4136 E Busch Blvd., Tampa. (813) 985-8000.

You want a dog to snap when you bite it? Then you want one with the natural casing, made of sheep's intestine, as opposed to a "skinless" dog. (Kosher dogs are either skinless or made with an artificial collagen casing that lacks quite the same snap.) Mel's has the goods. This won't be news to aficionados who have been crowding into this red-and-white storefront near Busch Gardens since 1973. The red wienermobile outside beckons; inside, it's order at the counter. The house special is packed with sauerkraut, onion, mustard, relish and pickle. Still, the Polish sausage is a fat, juicy choice, accessorized with brown mustard and grilled onions.

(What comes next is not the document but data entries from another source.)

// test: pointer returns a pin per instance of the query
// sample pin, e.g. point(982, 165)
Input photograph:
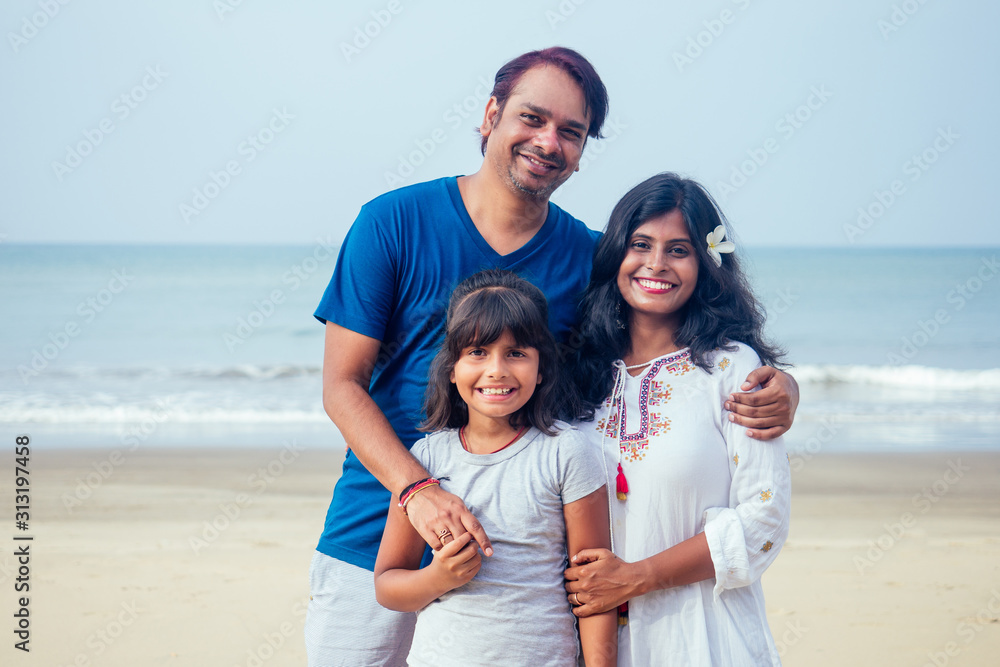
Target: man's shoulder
point(412, 194)
point(574, 227)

Bruce's Chicago Grill & Dog House

7733 Ulmerton Road, Largo. (727) 524-1146.

Owner Bruce Karlin, here since 1994, has a more-is-more decorating motif in fluent Windy City: photos of Al Capone, da Bears and other local luminaries, dog-eared menus from Chicago greats, all haphazardly staple-gunned. The way to go here is the Chicago Dog, dragged through the garden (translation: with the works). That means a tender steamed poppy seed bun cradling a Vienna beef dog in the casing, topped with yellow mustard, alarmingly neon-green relish, a dill pickle slice, tomato and cuke, chopped onion, sport peppers and several shakes of celery salt.